Currently lined by various businesses, a handful of vacant buildings, a primary school, football and soccer fields and a Catholic church, the street that was home to the community’s first businesses would benefit from a new, tied-together look and purpose, residents said.
Gonzales is a relatively new community. From a settlement of a few families in the 1850s, it was declared a town by Gov. Huey Long in 1952 and a city by then-Gov. Edwin Edwards in 1977.
“Donaldsonville has cool old buildings,” Gonzales resident Karen Hatcher said of the parish seat on the west bank, a city that served as the state capital from 1829 to 1831. “We don’t have that here, but we can have a modern twist that can be attractive.”
“We need to build a lot of attractive storefronts here,” Hatcher, president of the Gonzales Committee on Cultural Affairs, said after the meeting.
Before the workshop got started, attorney Erin Lanoux said she’d like to see a Gonzales main street that’s “more pedestrian friendly, eases traffic concerns and has a little more culture and shopping, too.”
With residents working in four groups around maps of the downtown area, a “what I worry about” item that surfaced early was the problem of parking — there’s no parking along the four-lane state highway.
However, resident Debbie Lacour offered her group’s suggestion of looking at areas along a residential street parallel to La. 44 that perhaps could be home to new mixed-used developments of residential and commercial, with parking spaces from which shoppers could walk to nearby stores.
And while not much can be done to widen or change La. 44, “we do agree we can enhance curb appeal,” Lacour said.

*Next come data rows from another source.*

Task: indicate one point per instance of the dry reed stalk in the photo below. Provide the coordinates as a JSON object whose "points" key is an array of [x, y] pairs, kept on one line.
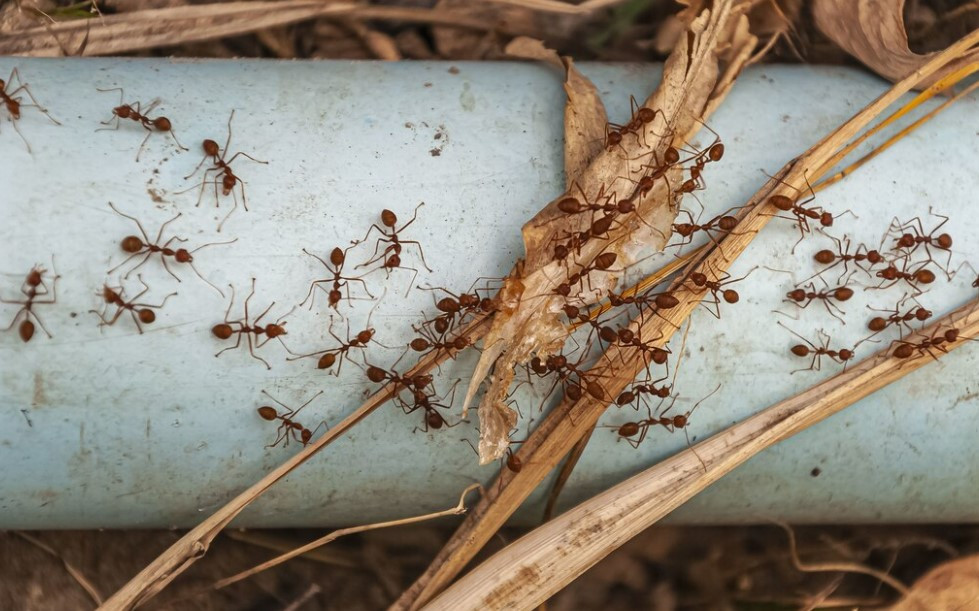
{"points": [[154, 28], [533, 568], [569, 421]]}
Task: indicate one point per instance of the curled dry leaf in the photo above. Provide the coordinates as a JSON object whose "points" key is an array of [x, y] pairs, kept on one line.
{"points": [[873, 32], [951, 585], [531, 324]]}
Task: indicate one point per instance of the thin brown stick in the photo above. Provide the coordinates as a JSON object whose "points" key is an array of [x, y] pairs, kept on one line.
{"points": [[539, 564], [457, 509], [77, 575], [567, 422]]}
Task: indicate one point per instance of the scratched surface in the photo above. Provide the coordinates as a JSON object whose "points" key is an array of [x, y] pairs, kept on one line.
{"points": [[110, 428]]}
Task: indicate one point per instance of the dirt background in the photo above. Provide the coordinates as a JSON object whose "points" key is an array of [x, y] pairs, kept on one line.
{"points": [[665, 568]]}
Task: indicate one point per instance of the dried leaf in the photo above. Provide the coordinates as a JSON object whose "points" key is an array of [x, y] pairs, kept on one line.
{"points": [[584, 112], [873, 32], [531, 325], [951, 585]]}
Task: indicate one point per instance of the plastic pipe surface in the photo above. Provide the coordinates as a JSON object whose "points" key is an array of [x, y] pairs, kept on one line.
{"points": [[107, 427]]}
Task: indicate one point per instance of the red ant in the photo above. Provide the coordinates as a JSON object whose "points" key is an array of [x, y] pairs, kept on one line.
{"points": [[391, 255], [222, 170], [601, 263], [842, 254], [457, 305], [700, 281], [332, 355], [817, 352], [641, 116], [802, 214], [289, 426], [879, 323], [913, 235], [13, 105], [141, 312], [33, 286], [920, 275], [228, 328], [335, 266], [428, 342], [828, 298], [136, 246], [128, 111]]}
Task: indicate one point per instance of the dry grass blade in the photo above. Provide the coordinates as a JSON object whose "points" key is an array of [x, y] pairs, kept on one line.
{"points": [[568, 422], [536, 566], [77, 575], [148, 29], [194, 544], [458, 508]]}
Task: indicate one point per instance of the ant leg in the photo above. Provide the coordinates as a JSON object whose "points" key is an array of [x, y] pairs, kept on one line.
{"points": [[236, 155], [420, 251]]}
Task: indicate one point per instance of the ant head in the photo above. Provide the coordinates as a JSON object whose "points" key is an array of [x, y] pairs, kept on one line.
{"points": [[34, 276], [376, 374], [629, 429], [26, 330], [646, 115], [715, 152], [131, 244], [389, 218], [605, 260], [824, 256], [608, 334], [274, 330], [781, 202], [448, 305], [146, 316], [513, 463], [903, 351], [434, 419], [569, 205]]}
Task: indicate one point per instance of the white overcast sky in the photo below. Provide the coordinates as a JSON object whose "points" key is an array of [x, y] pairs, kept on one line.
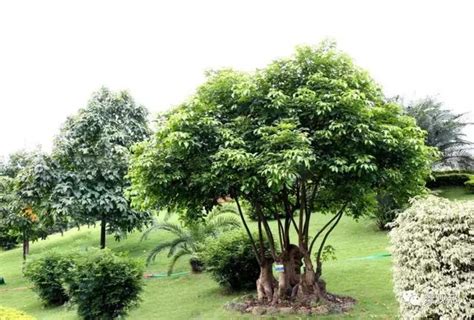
{"points": [[54, 54]]}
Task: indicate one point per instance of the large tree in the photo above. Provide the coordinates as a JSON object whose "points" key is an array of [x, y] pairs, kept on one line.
{"points": [[308, 134], [91, 155], [445, 131]]}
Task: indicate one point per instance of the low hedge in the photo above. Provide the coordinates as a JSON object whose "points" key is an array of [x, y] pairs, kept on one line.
{"points": [[433, 259], [48, 275], [443, 179], [101, 284]]}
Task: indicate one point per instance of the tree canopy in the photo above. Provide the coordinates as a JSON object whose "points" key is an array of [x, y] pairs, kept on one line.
{"points": [[310, 133], [445, 131], [90, 161]]}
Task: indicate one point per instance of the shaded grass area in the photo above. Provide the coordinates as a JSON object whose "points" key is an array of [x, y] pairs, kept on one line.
{"points": [[454, 193], [198, 296]]}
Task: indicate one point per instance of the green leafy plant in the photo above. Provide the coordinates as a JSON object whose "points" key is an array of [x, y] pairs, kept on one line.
{"points": [[433, 258], [189, 239], [307, 135], [445, 131], [231, 261], [442, 179], [105, 286], [48, 275]]}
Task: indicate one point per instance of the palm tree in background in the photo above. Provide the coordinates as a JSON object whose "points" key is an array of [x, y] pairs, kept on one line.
{"points": [[189, 239], [445, 132]]}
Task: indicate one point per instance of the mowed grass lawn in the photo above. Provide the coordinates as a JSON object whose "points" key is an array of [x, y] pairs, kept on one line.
{"points": [[198, 296]]}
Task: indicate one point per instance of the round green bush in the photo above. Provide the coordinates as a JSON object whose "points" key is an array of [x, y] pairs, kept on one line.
{"points": [[231, 261], [433, 253], [105, 286], [47, 275]]}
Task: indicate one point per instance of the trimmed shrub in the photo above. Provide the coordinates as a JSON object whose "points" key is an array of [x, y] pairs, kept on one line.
{"points": [[13, 314], [442, 179], [231, 261], [433, 251], [469, 184], [105, 286], [8, 239], [47, 275]]}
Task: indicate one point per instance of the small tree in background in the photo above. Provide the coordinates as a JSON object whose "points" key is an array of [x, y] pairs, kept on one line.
{"points": [[308, 134], [188, 240], [21, 197], [91, 160], [445, 132]]}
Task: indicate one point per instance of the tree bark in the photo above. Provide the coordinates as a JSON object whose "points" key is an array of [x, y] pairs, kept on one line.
{"points": [[26, 245], [266, 283], [103, 224]]}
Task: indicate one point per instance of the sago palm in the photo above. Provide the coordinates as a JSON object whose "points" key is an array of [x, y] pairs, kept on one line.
{"points": [[188, 239]]}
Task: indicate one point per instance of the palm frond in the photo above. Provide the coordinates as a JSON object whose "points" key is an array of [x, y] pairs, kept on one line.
{"points": [[177, 242], [167, 226], [160, 247], [175, 259]]}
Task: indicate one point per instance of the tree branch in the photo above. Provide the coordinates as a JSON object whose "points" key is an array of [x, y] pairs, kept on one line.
{"points": [[248, 230]]}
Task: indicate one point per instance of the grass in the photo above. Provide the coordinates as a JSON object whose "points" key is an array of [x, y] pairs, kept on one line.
{"points": [[455, 193], [198, 296]]}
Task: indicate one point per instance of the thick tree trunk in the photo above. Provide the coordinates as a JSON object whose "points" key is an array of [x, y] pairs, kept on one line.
{"points": [[310, 285], [103, 224], [26, 246], [266, 283]]}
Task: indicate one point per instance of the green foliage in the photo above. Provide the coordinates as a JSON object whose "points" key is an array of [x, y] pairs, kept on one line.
{"points": [[442, 179], [231, 261], [470, 184], [90, 161], [307, 134], [105, 286], [445, 131], [22, 216], [434, 258], [48, 275], [190, 239]]}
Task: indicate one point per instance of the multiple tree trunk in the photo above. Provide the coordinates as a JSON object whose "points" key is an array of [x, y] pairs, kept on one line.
{"points": [[297, 277]]}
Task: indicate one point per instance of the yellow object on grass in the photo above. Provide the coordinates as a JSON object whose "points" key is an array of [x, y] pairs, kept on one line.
{"points": [[12, 314]]}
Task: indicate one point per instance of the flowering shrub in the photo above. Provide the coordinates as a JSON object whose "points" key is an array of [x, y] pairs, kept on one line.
{"points": [[433, 251], [12, 314]]}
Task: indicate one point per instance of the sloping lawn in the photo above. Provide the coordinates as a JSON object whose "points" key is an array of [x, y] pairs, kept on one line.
{"points": [[190, 296], [454, 193]]}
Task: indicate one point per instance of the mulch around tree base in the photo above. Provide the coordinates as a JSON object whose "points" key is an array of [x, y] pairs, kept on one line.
{"points": [[333, 304]]}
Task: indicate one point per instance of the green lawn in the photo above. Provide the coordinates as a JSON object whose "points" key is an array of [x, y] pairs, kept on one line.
{"points": [[198, 296]]}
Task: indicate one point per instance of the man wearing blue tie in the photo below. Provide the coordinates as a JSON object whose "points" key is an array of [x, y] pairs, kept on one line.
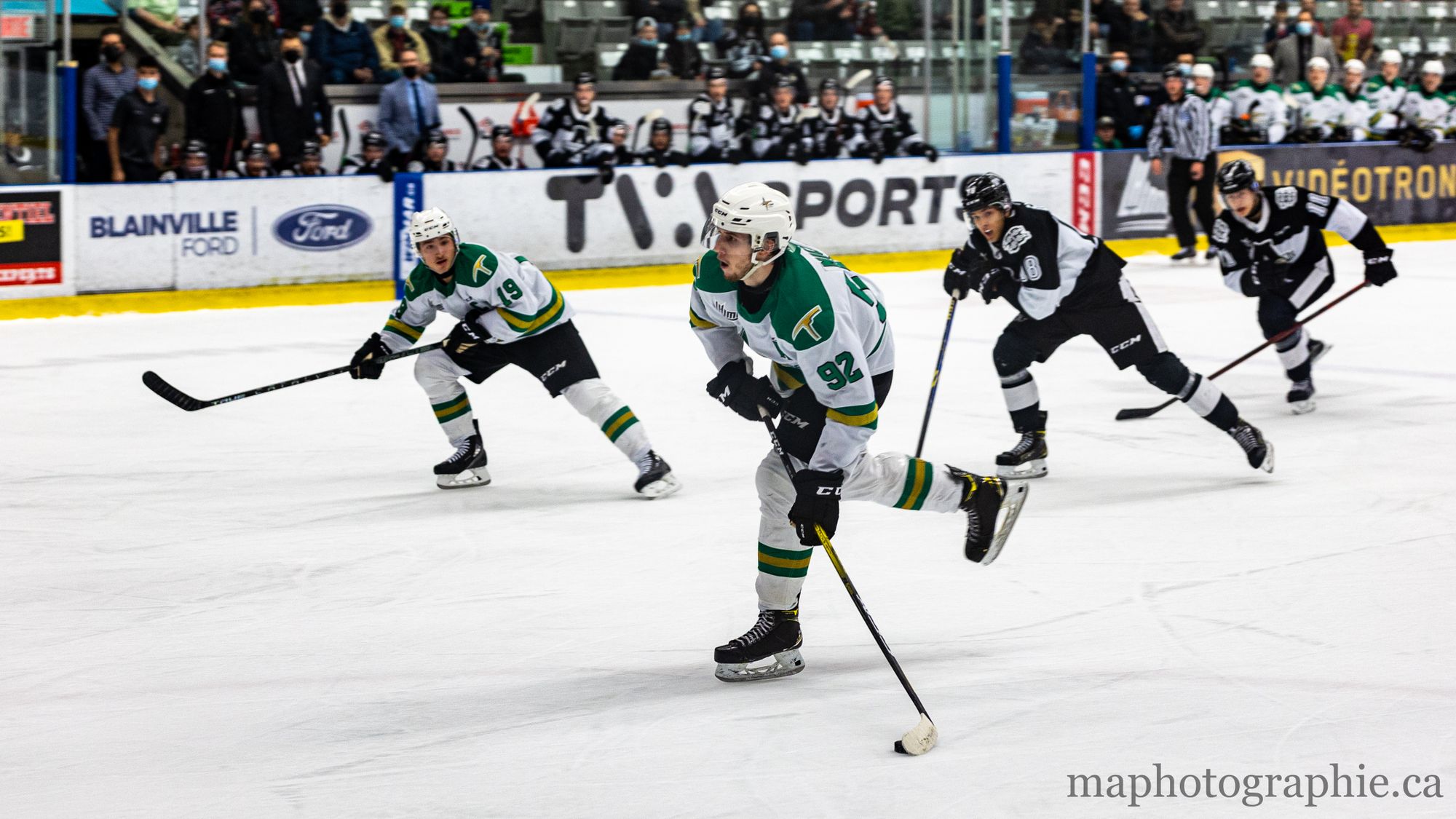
{"points": [[408, 108]]}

“We didn’t see a whole lot of historical buildings that are left there,” resident Murphy Painter said of his group’s analysis.
Maybe, he said, incentives could be found for the existing businesses there to perhaps rebuild or give a new look to their buildings.
Janet Tharpe, associate planning director with CPEX, said the organization plans to have a draft of the city’s new master plan ready in the spring.